Adding clustering algorithms¶
The clustering module stores all the classes and functions to perform routes
clustering, so if you would like to add a new algorithm, this is the module you will need to modify.
Below, we firstly give a brief description of the module architecture and then we show a practical example
for including a new algorithm.
clustering overview¶
The module is composed by a factory structure. The subclasses of the abstract class
ClusterCalculator implement the concrete cluster
calculators for applying the clustering algorithms.
For each subclass the concrete implementation of the abstract method
get_clustering() is developed.
The ClusterFactory class handles the calls to
the correct ClusterCalculator subclass based on the user’s input.
The factory is wrapped by the facade function clusterer().
It takes a list of graph objects, the ‘name’ of the clustering algorithm that should be used
and a series of parameters related to the molecular and reaction fingerprints
and to the chemical similarity calculation to be used.
Implementing a new clustering algorithm¶
In order to include a new clustering algorithm among those available in LinChemIn, you
firstly need to create a new subclass of the abstract class
ClusterCalculator in the clustering module and
implement its concrete get_clustering() method.
class CustomClusteringAlgorithm(ClusterCalculator)
""" Subclass of ClusterCalculator applying the CustomClusteringAlgorithm. """
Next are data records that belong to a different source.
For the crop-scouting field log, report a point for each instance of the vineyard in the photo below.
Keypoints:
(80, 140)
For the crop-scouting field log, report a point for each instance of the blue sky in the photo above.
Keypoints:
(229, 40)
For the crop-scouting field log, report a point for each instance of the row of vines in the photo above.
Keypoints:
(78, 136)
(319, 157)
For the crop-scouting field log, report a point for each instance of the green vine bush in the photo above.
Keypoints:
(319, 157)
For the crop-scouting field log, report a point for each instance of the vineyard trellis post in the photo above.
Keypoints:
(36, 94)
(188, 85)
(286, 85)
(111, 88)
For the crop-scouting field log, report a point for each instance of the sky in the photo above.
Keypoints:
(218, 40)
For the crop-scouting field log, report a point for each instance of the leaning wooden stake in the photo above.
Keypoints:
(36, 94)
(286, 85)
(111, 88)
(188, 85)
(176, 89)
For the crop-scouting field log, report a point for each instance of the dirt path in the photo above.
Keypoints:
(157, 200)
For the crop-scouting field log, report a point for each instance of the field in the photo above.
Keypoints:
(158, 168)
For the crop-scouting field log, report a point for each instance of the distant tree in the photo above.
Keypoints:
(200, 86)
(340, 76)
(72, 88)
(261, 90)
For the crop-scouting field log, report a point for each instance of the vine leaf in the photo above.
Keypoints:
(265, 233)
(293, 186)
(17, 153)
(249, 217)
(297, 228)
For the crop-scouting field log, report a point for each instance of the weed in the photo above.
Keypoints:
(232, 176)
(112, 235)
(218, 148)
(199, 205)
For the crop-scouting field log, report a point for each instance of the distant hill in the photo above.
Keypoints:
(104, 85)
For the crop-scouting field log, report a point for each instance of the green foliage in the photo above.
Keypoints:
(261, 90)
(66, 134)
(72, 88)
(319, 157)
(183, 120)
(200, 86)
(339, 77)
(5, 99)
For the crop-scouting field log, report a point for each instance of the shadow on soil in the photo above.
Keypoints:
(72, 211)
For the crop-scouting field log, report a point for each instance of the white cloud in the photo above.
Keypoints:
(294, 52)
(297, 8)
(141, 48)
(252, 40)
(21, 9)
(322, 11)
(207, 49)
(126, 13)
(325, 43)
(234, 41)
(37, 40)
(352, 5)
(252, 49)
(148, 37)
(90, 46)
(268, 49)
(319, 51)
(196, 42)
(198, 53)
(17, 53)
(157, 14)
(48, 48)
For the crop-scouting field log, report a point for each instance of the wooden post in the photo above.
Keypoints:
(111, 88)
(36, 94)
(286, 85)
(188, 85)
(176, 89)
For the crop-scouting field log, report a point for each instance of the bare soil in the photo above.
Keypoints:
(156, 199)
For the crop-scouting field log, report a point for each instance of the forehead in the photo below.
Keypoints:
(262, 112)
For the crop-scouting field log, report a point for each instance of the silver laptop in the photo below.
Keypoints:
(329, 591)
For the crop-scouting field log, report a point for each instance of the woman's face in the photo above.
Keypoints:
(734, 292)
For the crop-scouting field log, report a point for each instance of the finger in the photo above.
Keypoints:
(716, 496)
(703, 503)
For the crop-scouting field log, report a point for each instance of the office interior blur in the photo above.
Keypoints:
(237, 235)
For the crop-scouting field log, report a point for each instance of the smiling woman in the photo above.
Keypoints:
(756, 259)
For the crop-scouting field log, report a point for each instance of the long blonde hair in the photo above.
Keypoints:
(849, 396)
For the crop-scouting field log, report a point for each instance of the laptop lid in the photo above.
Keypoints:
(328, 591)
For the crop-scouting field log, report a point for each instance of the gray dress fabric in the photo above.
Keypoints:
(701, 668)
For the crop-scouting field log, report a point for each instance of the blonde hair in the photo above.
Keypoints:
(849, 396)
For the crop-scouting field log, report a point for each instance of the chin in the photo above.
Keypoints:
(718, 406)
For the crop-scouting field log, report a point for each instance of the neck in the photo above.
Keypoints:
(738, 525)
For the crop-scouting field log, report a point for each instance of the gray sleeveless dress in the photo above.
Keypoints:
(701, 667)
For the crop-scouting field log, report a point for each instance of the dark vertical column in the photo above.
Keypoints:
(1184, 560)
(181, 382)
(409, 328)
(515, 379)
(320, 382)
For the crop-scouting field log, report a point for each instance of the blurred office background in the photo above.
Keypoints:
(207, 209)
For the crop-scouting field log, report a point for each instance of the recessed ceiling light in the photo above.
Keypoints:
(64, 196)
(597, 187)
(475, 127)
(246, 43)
def get_clustering(self, dist_matrix, save_dist_matrix, **kwargs):
# some super cool code
return (clustering, dist_matrix) if save_dist_matrix == True else clustering
The last step is to add the ‘name’ of your algorithm to the available_clustering_algorithms dictionary,
to make it available to the factory.
available_clustering_algorithms = {
'hdbscan': {'value': HdbscanClusterCalculator(),
'info': 'HDBscan algorithm. Not working with less than 15 routes'},
'agglomerative_cluster': {'value': AgglomerativeClusterCalculator(),
'info': 'Agglomerative Clustering algorithm. '
'The number of clusters is optimized '
'computing the silhouette score'},
'new_cluster': {'value': CustomClusteringAlgorithm(),
'info': 'Brief description that will appear in the helper function'},
}
You can now use your newly developed clustering algorithm by calling the
clusterer() function:
from linchemin.rem.clustering import clusterer
cluster1, matrix = clusterer(syngraphs, ged_method='nx_ged',
clustering_method='new_cluster')
Your new clustering algorithm can also be used through the facade()
function:
from linchemin.interfaces.facade import facade
cluster, metadata = facade('clustering', routes_list, clustering_method='new_cluster')